Hartmut Hegeler aus Unna sprach am Mittwochabend im großen Sitzungssaal über die düstere Zeit in der Geschichte des christlichen Abendlandes – und im reformierten Soest.
Der Rat hatte zu diesem öffentlichen Vortrag eingeladen, um die Auseinandersetzung mit dem Thema deutlich zu machen. Es gibt eine interfraktionelle Arbeitsgruppe, die den weiteren Weg abstecken soll. Im vorigen Sommer nämlich hatte Karl Heinz Jaspert einen Bürgerantrag vorgelegt: Ihm ist es wichtig, das Ansehen der unschuldigen Opfer wiederherzustellen.
Im evangelischen Soest dauerten die Hexenprozesse fast ein halbes Jahrhundert, von 1570 bis 1616. Die Ratsherren verurteilten Menschen zum Tod durch Verbrennen. Das Kriminalprotokollbuch von 1555 bis 1616 nennt 67 Einzelfälle: Das Verzeichnis listet die Namen von 34 Frauen und 33 Männern auf. „Kaum ein historisches Thema hat die Menschen bis heute gefühlsmäßig so sehr bewegt“, weiß der Theologe Hartmut Hegeler, der sich seit gut zehn Jahren mit den schrecklichen Ausmaßen der Hexenjagd und des Wahns beschäftigt und mit dem Schicksal der Menschen auf dem Scheiterhaufen.

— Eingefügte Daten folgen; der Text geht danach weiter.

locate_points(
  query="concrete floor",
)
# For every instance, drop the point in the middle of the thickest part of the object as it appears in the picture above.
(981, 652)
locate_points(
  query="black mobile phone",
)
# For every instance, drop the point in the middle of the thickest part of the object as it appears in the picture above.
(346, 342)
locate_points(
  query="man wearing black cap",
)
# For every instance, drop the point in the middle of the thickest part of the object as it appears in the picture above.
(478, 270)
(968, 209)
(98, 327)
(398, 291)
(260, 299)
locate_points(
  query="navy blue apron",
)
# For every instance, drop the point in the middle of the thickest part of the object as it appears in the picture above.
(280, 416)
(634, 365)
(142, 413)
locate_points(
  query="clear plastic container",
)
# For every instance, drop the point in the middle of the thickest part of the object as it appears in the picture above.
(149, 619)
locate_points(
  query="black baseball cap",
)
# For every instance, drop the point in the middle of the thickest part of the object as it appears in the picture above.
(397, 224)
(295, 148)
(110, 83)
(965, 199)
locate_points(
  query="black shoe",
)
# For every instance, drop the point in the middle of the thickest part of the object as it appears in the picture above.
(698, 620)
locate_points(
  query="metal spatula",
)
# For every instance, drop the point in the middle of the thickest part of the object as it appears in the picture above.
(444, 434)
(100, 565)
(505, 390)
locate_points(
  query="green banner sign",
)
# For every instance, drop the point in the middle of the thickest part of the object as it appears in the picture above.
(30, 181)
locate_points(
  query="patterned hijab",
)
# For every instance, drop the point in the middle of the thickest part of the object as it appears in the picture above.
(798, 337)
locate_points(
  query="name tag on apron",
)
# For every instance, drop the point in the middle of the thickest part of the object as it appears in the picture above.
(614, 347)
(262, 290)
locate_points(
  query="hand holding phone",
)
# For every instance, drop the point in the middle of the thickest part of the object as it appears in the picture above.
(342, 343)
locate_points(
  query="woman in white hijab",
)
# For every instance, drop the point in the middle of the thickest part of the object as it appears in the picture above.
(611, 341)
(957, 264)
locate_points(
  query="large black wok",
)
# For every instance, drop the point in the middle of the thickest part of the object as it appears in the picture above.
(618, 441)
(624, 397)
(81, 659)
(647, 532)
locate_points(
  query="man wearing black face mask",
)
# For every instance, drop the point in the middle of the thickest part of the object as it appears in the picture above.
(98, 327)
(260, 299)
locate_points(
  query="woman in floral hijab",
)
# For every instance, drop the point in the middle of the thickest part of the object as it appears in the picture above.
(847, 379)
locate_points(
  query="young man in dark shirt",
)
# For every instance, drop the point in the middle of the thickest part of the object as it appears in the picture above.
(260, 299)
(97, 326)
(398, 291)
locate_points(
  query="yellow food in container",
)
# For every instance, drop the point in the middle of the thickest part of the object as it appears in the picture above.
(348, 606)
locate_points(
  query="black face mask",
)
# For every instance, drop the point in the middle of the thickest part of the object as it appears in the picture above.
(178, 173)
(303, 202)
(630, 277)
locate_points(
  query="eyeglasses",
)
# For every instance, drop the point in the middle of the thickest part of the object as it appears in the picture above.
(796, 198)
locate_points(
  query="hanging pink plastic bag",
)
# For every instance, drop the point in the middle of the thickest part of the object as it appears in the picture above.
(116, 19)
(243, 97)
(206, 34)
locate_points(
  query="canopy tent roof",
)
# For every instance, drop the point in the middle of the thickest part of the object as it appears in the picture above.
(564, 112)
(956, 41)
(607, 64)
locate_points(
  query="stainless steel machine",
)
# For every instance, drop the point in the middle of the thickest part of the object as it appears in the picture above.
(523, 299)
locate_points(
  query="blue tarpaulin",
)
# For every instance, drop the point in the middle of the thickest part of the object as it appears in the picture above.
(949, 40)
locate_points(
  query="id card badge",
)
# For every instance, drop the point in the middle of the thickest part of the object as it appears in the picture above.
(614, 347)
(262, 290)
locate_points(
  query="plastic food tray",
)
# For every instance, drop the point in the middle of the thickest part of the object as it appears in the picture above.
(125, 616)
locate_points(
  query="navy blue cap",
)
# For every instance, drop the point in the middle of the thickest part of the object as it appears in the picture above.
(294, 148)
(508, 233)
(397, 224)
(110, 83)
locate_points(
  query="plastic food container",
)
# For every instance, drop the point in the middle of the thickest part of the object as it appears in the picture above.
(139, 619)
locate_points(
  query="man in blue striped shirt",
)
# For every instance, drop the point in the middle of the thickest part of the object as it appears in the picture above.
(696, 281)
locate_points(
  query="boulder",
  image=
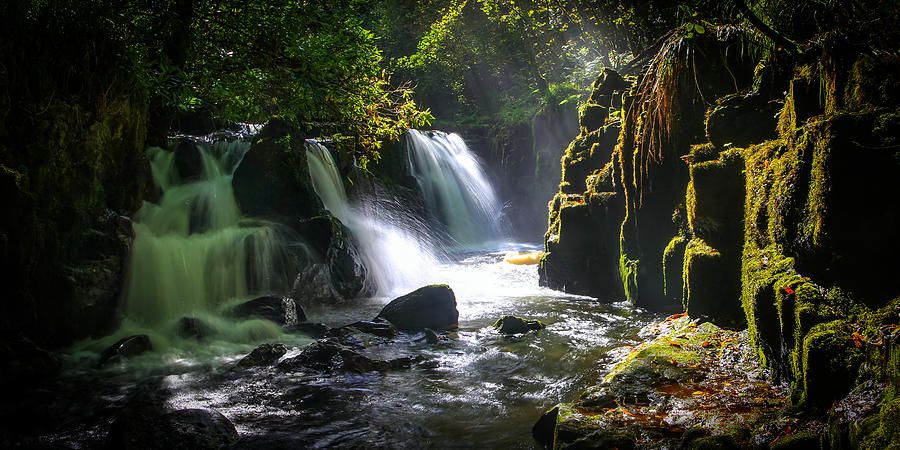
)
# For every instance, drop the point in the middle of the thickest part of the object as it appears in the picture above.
(311, 329)
(273, 179)
(431, 336)
(431, 306)
(544, 429)
(329, 355)
(328, 237)
(181, 429)
(516, 325)
(278, 309)
(263, 355)
(380, 328)
(188, 160)
(313, 286)
(125, 348)
(193, 429)
(193, 328)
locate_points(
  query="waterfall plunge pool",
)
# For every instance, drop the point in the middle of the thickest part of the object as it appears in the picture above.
(476, 389)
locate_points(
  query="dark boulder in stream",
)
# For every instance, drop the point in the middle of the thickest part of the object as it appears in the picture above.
(125, 348)
(346, 273)
(263, 355)
(273, 179)
(431, 306)
(181, 429)
(329, 355)
(516, 325)
(193, 328)
(278, 309)
(188, 160)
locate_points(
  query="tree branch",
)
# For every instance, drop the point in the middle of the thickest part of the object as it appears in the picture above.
(788, 45)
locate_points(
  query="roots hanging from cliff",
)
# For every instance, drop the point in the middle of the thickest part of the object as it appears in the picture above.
(676, 86)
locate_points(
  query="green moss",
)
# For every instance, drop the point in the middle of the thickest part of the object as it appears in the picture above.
(719, 442)
(804, 440)
(658, 360)
(673, 263)
(830, 363)
(709, 283)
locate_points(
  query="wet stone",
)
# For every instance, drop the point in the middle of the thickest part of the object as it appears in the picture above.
(279, 309)
(264, 355)
(125, 348)
(330, 355)
(193, 328)
(516, 325)
(431, 306)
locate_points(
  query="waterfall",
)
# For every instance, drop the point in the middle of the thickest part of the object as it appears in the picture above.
(193, 250)
(455, 188)
(393, 243)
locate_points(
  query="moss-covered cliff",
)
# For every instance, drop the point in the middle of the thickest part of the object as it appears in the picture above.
(72, 132)
(758, 193)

Die damaligen Mechanismen seien auch heute noch wirksam, meint er: die Suche nach dem Sündenbock, die Ablehnung und der Argwohn gegenüber Fremden, die üble Nachrede, der Neid... Der Pfarrer kämpft für eine späte Gerechtigkeit. „Hinsehen, nicht die Augen schließen“, hob zum Abschluss auch die stellvertretende Bürgermeisterin Christiane Mackensen hervor. „Gerüchteküchen gibt es auch heute noch“, sagt sie, „wie schnell wird über jemanden hergezogen.“ Der Rat müsse sich die Frage nach dem Umgang mit einem Phänomen des damaligen Zeitgeschehens stellen. - Köp.

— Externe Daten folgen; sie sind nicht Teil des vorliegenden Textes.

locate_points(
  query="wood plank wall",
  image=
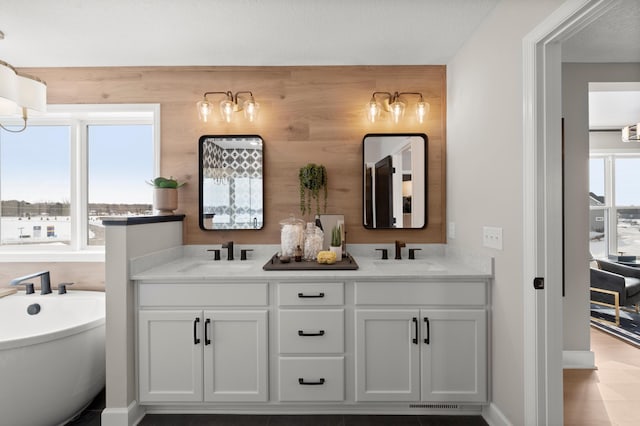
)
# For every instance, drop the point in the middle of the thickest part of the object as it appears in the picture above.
(308, 114)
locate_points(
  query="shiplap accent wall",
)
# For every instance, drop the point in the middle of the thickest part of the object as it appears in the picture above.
(308, 114)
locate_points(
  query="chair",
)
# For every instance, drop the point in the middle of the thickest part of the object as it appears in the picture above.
(615, 286)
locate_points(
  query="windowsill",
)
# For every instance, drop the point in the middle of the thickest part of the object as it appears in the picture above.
(51, 256)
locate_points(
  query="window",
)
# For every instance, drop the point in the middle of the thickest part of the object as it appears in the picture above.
(615, 205)
(68, 169)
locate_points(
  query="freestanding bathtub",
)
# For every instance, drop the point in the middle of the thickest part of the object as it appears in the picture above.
(52, 363)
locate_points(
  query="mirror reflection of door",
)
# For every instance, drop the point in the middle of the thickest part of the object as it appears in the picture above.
(395, 181)
(384, 216)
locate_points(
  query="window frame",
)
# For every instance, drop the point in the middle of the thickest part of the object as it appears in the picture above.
(79, 117)
(610, 206)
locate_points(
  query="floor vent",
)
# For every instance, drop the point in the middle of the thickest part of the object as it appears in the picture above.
(454, 406)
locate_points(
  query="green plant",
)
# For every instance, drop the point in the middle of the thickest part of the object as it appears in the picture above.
(313, 179)
(336, 236)
(162, 182)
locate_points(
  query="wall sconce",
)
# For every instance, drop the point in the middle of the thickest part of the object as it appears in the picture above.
(230, 104)
(395, 105)
(20, 93)
(630, 133)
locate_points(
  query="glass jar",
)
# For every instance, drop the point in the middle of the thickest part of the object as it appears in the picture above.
(291, 235)
(313, 240)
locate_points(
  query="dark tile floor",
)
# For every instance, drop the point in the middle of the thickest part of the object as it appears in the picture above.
(91, 417)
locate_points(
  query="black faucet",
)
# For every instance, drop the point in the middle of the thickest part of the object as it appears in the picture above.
(399, 245)
(229, 247)
(45, 282)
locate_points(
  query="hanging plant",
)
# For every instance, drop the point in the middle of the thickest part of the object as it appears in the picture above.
(313, 179)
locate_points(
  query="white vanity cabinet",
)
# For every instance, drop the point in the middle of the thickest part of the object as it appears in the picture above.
(434, 354)
(202, 355)
(311, 341)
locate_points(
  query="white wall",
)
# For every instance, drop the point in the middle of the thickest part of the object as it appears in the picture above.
(575, 109)
(484, 174)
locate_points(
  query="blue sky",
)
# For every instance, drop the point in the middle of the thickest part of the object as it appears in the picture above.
(627, 180)
(35, 164)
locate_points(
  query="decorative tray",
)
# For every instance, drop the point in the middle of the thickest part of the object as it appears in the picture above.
(274, 264)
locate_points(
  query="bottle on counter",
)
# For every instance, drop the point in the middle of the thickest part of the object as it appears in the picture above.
(313, 240)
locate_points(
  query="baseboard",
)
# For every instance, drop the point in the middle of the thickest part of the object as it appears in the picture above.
(128, 416)
(494, 417)
(580, 360)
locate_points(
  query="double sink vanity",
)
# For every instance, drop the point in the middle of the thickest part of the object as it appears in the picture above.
(393, 336)
(191, 331)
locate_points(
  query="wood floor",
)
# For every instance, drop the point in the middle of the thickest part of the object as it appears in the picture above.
(609, 395)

Ein Beispiel: Anna Witthovedes
Besonders tragisch sei das Schicksal Anna Witthovedes aus Eineckerholsen, berichtet Hartmut Hegeler. Die Witwe mit vier Kindern sei von ihrem Mann ständig misshandelt worden. Dann schlug der brutale Stiefvater ihre kleine Tochter mit einem Forkenstiel. Anna Witthovedes zeigte ihn an, doch ihr Mann behauptete, sie wäre eine Hexe und habe das Kind totgezaubert. Das Gericht folgte den falschen Beschuldigungen des Ehemannes. Statt ihn zu bestrafen, brachten die Ratsherren Anna Witthovedes als vermeintliche Hexe auf die Folterbank. Der Scharfrichter quälte sie und brach ihren Widerstand. So gestand sie, eine Hexe zu sein. Die Ratsherren verurteilten sie 1585 zum Tode durch Verbrennen an der Soester Steinkuhle. Der brutale Ehemann ging straffrei aus. Barbara Krug-Richter arbeitete die Soester Hexenprozesse (1570-1616) für die Große Soester Stadtgeschichte auf.